TWEET’TEN TUTUKLAMAYA
İddianame, Özdağ’ın, 2020-2025 aralığında, sığınmacılar ile ilgili 28 Twitter paylaşımını içeriyor. Bunlardan ilk 23 tanesi Özdağ’ın milletvekilliği sırasında atılmış. Son 25 tanesi ise genel başkanlığı sırasında. Haliyle aslında bir milletvekilinin ve genel başkanın siyaseti yargılanıyor.
İlki şu: “Hatay Belediye Başkanı Lütfü Savaş tepki gösterdi: Suriyeliler ekime uygun toprak arazi almaya başladı.” Özdağ, CHP’li belediye başkanının açıklamasını paylaşmış.

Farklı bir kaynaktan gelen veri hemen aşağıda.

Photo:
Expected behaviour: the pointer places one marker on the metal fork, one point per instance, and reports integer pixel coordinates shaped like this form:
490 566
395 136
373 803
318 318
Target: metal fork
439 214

Sonuncusu şu: “Asgari ücretlilere zam enflasyonun çok altında kalırken, 6 Şubat depreminde evlerini kaybeden yurttaşlarımız konteynerlerde yaşamaya çalışırken, ulaştırma bakanı ‘AFAD Suriye’de altyapı yatırımları yapacak’ diyor, Ali Yerlikaya ise ‘Suriyelilere ev yapacağız’ diyor. Türk halkı ezilmeye ve sömürülmeye devam edecek.” Özdağ, bütçenin Türk vatandaşları için değil, Suriyeliler için kullanımını eleştirmiş.
Bunlara Özdağ’a yakın AmbargoTV’nin iki paylaşımı, Özdağ’ın üç konuşma videosu, bir Instagram paylaşımı ve Özdağ’ın bir başkasının paylaşımını desteklemesi eklenmiş.

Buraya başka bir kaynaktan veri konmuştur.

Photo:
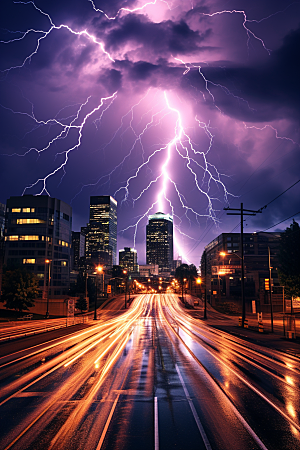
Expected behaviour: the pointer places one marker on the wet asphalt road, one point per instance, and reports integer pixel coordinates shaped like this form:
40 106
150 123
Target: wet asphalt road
151 377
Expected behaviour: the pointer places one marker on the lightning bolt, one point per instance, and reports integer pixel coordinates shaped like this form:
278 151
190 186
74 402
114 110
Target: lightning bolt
127 10
195 163
46 33
65 153
182 144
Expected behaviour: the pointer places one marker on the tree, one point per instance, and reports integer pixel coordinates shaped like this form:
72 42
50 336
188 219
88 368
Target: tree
19 289
78 287
185 271
81 304
289 260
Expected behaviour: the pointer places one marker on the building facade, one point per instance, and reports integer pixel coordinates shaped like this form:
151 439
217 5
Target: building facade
222 263
128 259
159 241
101 232
78 249
2 227
38 237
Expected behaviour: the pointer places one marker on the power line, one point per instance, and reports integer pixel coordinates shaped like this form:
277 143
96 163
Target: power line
282 221
279 195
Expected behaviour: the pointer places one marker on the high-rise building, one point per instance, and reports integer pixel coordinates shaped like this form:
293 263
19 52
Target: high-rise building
78 248
128 259
2 219
159 241
101 231
38 237
2 226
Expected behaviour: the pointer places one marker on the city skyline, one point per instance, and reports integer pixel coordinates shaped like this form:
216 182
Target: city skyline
179 107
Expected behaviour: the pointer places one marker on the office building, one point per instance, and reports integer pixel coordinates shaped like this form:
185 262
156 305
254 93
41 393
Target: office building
2 219
2 226
38 237
78 249
159 241
101 232
223 269
148 270
128 259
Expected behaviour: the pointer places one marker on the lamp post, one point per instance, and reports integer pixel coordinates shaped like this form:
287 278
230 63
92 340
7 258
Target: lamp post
205 293
242 280
270 284
99 269
48 261
183 285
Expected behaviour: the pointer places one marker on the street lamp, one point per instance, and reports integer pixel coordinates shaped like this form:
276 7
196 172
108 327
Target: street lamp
184 281
99 269
125 273
242 282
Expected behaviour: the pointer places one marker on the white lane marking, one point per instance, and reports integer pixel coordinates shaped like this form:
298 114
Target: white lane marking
156 439
196 417
107 423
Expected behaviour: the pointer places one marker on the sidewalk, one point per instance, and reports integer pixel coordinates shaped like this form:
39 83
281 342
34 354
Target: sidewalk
230 324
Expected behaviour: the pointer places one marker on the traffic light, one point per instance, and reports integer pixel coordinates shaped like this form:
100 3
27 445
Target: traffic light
267 284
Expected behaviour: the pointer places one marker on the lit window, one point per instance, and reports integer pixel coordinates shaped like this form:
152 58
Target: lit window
29 221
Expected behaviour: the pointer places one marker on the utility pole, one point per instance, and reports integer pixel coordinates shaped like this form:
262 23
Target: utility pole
270 284
242 212
205 295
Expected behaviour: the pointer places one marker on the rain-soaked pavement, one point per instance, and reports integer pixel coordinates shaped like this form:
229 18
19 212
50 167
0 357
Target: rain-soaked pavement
152 377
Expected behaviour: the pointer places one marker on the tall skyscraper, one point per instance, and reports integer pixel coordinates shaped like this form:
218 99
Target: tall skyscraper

‘AÇIK TEHLİKE’ KAYSERİ’YMİŞ
Peki halk nasıl tahrik olmuş?
Savcılığa göre, geçen yıl, 30 Haziran-3 Temmuz aralığındaki Kayseri olayları, Özdağ’ın sosyal medya paylaşımlarının sonucu.
5 yıl önceki paylaşımlar neden bağlanmış derseniz...
Cevabı basit. Çünkü kanun, şu şartı öngörüyor: “Kamu güvenliği açısından açık ve yakın bir tehlikenin ortaya çıkması.”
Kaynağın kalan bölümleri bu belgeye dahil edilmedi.